Yeah, it's a bit tricky to write a test that won't fail randomly on
slow animals, but I think I see how now (I think you need to send
SELECT pg_sleep(60), then in another connection, wait until that shows
as running in pg_stat_activity, and then kill the first process, and
then wait until the log contains a disconnected-for-this-reason
message). If we can answer the big question below, I'll invest the
time to do this.

> * Concerns about portability of `pq_check_connection()`A implementation.

Yes. This is the main problem for me. I just did a bit of testing to
refresh my memory of what doesn't work. On FreeBSD, with TCP
keepalives enabled (I tested with tcp_keepalives_idle=1s,
tcp_keepalives_count=5, tcp_keepalives_interval=1s to make it
aggressive), the POLLUP patch works if you pull out the ethernet
cable. But... it doesn't work if you kill -9 the remote psql process
(the remote kernel sends a FIN). So this is a patch that only works
the way we need it to work on Linux. Other OSes can only tell you
about this condition when you try to read or write.

> BTW, on windows postgres with this patch have not been built [1].

Huh, the manual says they have struct pollfd, and we include
winsock2.h.
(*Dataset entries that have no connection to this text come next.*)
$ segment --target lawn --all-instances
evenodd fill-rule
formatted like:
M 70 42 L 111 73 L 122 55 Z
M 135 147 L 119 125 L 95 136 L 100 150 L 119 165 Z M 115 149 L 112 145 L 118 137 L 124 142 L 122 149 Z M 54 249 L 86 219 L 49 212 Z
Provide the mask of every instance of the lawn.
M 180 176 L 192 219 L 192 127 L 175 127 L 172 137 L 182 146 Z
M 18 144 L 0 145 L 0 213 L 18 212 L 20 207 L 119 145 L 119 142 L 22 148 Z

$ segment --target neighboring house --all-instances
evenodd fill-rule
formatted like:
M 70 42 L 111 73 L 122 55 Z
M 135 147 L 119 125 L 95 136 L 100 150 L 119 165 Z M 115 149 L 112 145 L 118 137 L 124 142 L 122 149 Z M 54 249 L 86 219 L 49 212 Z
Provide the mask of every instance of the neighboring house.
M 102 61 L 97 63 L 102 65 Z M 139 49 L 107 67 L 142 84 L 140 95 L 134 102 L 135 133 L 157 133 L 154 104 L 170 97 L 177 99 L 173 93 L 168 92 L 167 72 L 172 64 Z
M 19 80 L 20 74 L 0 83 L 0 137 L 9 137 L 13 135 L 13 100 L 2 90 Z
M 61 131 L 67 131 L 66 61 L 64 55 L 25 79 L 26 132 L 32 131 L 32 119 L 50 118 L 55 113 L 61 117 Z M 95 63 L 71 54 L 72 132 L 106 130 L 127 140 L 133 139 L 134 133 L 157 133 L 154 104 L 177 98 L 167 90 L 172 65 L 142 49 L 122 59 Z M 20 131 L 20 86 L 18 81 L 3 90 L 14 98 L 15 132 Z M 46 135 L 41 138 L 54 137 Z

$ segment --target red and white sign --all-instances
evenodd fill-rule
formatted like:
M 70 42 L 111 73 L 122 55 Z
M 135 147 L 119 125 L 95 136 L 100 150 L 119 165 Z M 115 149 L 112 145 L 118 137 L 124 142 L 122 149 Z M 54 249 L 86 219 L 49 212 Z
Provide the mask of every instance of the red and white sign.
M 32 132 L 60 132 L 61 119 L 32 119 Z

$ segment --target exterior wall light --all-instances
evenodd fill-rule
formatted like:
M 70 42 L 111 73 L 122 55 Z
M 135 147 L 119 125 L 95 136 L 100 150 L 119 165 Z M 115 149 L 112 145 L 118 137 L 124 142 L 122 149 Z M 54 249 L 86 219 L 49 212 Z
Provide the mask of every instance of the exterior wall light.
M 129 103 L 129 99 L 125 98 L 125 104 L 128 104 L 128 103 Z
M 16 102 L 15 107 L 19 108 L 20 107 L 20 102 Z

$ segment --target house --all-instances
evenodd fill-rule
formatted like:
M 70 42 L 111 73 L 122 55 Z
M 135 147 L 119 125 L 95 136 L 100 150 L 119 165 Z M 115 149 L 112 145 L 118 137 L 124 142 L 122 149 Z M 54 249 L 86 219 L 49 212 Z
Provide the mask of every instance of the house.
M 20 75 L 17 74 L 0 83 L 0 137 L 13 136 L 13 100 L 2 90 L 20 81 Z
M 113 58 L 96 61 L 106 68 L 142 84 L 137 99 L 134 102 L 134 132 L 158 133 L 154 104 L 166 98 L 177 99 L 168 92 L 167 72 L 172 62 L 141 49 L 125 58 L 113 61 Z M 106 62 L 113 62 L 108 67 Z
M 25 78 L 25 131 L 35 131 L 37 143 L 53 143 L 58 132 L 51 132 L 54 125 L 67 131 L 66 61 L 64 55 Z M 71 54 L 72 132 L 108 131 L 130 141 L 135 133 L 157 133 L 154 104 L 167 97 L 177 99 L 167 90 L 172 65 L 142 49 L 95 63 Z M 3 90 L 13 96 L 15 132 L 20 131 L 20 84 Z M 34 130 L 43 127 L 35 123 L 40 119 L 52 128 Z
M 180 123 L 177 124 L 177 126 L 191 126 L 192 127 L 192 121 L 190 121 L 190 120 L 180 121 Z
But I guess it doesn't work reliably on Windows anyway.

https://docs.microsoft.com/en-us/windows/win32/api/winsock2/ns-winsock2-wsapollfd

> * Absence of benchmark results to show lack of noticeable performance
> regression after applying non-zero timeout for checking client liveness.

True, we should do that, but I'll be very surprised if it's still a
problem: the regression was caused by calling setitimer() for every
query, but we fixed that in commit 09cf1d52.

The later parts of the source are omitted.